# SPIEGEL Interview with Linde CEO



## Firefly (6 Feb 2012)

An interesting interview with one of Germany's leading exporters on the future of Europe and the growing debt crisis.

http://www.spiegel.de/international/business/0,1518,809341,00.html


----------



## Purple (6 Feb 2012)

Thanks Firefly, very interesting.


----------



## Firefly (6 Feb 2012)

*"Reitzle:* If we don't manage to discipline the debt-ridden countries, Germany will have to withdraw.


*SPIEGEL:* Excuse me? Germany is supposed to withdraw from the euro and introduce its own currency? The consequences would be tough: This currency would appreciate, and German industry would have trouble selling its products abroad. 

*Reitzle:* Of course it would lead to appreciation of the deutsche mark, the northern euro or whatever currency we would then have. But it would soon be less than we fear. Although unemployment would rise in the first few years, because of declining exports, we would come under growing pressure to become even more competitive. And within only five years, Germany could be in a stronger position relative to Asian competitors.
"

And he's right....and where would we be without Germany backstopping our budget deficit then???


----------



## Chris (10 Feb 2012)

Good quote you pulled there. What he doesn't elaborate on is that a stronger currency will mean that raw material import prices will plummet. Germany pretty much imports all oil and gas, and that bill would become significantly cheaper. He certainly is right that in the short term there would be an impact on exports, but I believe this impact would be a lot smaller than many think. People who buy German made products are willing to pay a premium because of the quality they believe they get, and I think that many people will continue to pay such a premium.

The other thing is that proof lies in the history books. After WWII, then economics minister Erhard was told by allied occupiers and socialist opposition that under no circumstances should he allow a strong currency or get rid of price and wage controls. He did the exact opposite and because of those actions Germany boomed more than any other country in the world.

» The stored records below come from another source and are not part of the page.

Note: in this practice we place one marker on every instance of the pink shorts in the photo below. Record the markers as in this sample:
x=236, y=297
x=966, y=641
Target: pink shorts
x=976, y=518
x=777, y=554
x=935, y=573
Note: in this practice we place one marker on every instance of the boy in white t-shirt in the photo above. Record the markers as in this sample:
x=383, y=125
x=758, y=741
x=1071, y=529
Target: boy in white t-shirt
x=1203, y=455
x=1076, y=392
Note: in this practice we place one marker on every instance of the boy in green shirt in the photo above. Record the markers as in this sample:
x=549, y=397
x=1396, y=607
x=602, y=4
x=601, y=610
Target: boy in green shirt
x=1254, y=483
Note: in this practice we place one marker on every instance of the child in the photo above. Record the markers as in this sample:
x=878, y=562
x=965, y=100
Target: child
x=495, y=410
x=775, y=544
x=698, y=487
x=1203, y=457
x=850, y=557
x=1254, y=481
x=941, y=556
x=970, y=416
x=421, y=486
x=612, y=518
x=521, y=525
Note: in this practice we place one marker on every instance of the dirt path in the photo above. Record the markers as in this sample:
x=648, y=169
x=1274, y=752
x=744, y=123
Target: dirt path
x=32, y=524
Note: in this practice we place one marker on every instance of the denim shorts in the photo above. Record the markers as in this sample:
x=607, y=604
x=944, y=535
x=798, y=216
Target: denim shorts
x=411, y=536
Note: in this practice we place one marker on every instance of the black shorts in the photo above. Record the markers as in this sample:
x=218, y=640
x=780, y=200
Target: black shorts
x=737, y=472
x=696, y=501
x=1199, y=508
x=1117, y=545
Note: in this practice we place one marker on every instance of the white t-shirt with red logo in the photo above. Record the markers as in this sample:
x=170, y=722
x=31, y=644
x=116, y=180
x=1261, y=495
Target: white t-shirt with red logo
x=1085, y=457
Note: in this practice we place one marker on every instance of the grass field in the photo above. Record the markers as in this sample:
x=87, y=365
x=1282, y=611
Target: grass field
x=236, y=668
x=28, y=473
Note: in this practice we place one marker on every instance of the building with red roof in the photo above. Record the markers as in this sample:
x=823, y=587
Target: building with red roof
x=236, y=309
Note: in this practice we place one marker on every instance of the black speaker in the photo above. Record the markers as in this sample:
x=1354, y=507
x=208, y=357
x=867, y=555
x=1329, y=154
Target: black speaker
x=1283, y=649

Basically what happened is that a strong currency encouraged capital creation; capital creation allowed more businesses to come into existence and more existing businesses to expand and become more productive; higher productivity drove down prices of producer and consumer goods and increased employment; this made money and income more valuable in real terms resulting in prosperity for everyone in society.
He outlined all the opposition he got and what he actually did in a great book called "Wohlstand fuer Alle" ("Prosperity for Everyone"), but I am not sure if an English translation is available.


----------